- Theatrical release poster
- Directed by: Sathyasiva
- Written by: Sathyasiva
- Produced by: T. D. Rajha D. R. Sanjay Kumar
- Starring: M. Sasikumar Hariprriya Vikranth
- Cinematography: Raja Bhattacharjee
- Edited by: N. B. Srikanth
- Music by: Ghibran
- Production company: Chendur Film International
- Distributed by: Murugan Cine Arts
- Release date: 18 November 2022;
- Running time: 120 minutes
- Country: India
- Language: Tamil

= Naan Mirugamaai Maara =

2022 Indian film by Sathyasiva

Naan Mirugamaai Maara is a 2022 Indian Tamil-language action thriller film written and directed by Sathyasiva and produced by T. D. Rajha and D. R. Sanjay Kumar under the banner of Chendur Film International. The film stars M. Sasikumar, Hariprriya and Vikranth in lead roles. It has no songs with a score composed by Ghibran, with cinematography by Raja Bhattacharjee and editing by N. B. Srikanth.

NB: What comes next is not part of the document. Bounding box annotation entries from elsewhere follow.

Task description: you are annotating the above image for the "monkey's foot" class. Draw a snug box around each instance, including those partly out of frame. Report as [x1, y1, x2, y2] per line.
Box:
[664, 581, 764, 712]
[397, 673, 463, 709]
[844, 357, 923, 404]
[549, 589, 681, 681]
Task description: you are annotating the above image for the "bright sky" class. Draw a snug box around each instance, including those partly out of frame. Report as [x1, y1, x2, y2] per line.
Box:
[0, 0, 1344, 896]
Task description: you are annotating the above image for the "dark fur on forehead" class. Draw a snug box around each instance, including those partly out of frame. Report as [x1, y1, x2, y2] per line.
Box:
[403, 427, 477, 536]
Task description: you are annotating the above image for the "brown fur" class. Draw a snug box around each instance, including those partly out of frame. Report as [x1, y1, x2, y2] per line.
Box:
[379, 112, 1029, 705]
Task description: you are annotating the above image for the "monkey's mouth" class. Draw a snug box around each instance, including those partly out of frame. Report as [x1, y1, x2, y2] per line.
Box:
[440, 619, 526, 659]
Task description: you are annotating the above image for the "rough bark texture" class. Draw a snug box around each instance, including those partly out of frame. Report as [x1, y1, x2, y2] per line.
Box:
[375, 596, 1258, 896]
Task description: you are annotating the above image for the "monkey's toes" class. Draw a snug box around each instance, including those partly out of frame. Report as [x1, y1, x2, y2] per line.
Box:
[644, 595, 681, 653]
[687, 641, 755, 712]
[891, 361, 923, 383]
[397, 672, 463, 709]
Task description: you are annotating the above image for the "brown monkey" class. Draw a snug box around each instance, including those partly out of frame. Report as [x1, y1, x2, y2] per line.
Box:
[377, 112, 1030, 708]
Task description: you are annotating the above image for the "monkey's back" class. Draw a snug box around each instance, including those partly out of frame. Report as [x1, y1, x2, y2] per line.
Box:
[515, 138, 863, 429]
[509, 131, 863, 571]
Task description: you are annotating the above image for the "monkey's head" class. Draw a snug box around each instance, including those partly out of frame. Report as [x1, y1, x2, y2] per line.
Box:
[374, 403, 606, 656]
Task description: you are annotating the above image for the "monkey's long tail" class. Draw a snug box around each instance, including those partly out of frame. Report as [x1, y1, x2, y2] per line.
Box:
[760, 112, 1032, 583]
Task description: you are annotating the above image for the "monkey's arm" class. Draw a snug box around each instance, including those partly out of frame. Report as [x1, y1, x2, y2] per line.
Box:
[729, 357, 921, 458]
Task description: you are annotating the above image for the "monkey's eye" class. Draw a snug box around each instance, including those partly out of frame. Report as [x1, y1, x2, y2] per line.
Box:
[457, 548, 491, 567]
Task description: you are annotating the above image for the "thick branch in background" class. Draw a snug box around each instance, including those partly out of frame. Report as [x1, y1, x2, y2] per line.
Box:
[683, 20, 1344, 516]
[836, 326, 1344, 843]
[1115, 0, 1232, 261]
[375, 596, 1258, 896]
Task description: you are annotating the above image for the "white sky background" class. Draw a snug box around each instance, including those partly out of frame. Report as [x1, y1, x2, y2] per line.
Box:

Originally titled Common Man, the title was changed to Naan Mirugamaai Maara after a legal dispute. The film was predominantly shot in Chennai. It was planned to release in theatres in October 2022, but was postponed due to post-production delays. It was released theatrically on 18 November 2022.

==Plot==
Bhoominathan is a sound engineer who leads a peaceful life with his wife Aanandhi and his family. The trajectory of his life changes when his younger brother, Kathir, a software engineer, inadvertently intervenes to rescue a businessman named Devaraj from a targeted assassination attempt by a violent local gang. In retaliation for his interference, the gang brutally murders Kathir.

Seeking justice for his brother's death, Bhoominathan attempts to trace the culprits. However, his actions draw the attention of the criminal network and its leader, Dass, who operates out of prison. The gang begins targeting Bhoominathan's family, forcing him into a corner. They demand that he complete their original contract by assassinating Devaraj, threatening to kill his wife and child if he refuses. Unable to commit the murder yet desperate to secure his family's safety, Bhoominathan utilizes his specialized acoustic skills and audio engineering knowledge to track down, intercept, and eliminate the gang members one by one.

==Production==

The film was tentatively titled as Sasikumar21. On 25 July 2022, the film's official title was unveiled as Naan Mirugamaai Maara. This is the second collaboration of Sasikumar and producer T. D. Rajha after Raajavamsam (2021).

==Music==
The film score was composed by Ghibran in his second collaboration with Sasikumar after Kutti Puli (2013) and first with Sathyasiva. The film has no songs. The audio rights were acquired by Think Music India.

==Release==

===Theatrical===
The film was initially scheduled to release in theatres in October 2022, but was postponed to 18 November 2022. The trailer of the film were released on 29 October 2022. The film has received an A certificate due to its violent content.

===Distribution===
The distribution rights of the film in Tamil Nadu were acquired by Sangili Murugan under the banner of Murugan Cine Arts. The distribution rights of the film in Karnataka were acquired by ATM Productions.

===Home media===
The post-theatrical streaming rights were sold to Sun NXT. The film premiered through Sun TV on 5 February 2023.

==Reception==
Logesh Balachandran of The Times of India gave 2 stars out of 5 stars and stated that, "Naan Mirugamai Maara would have been better if the director had made this film a decade ago". Avinash Ramachandran of Cinema Express who gave 2.5 stars out of stars after reviewing the film stated that,"It is quite a shame because Naan Mirugamaai Maara could have been cut out of the same cloth as a John Wick or a Nobody, but the overt sentimentality and emotional prodding make it a rather middling experience".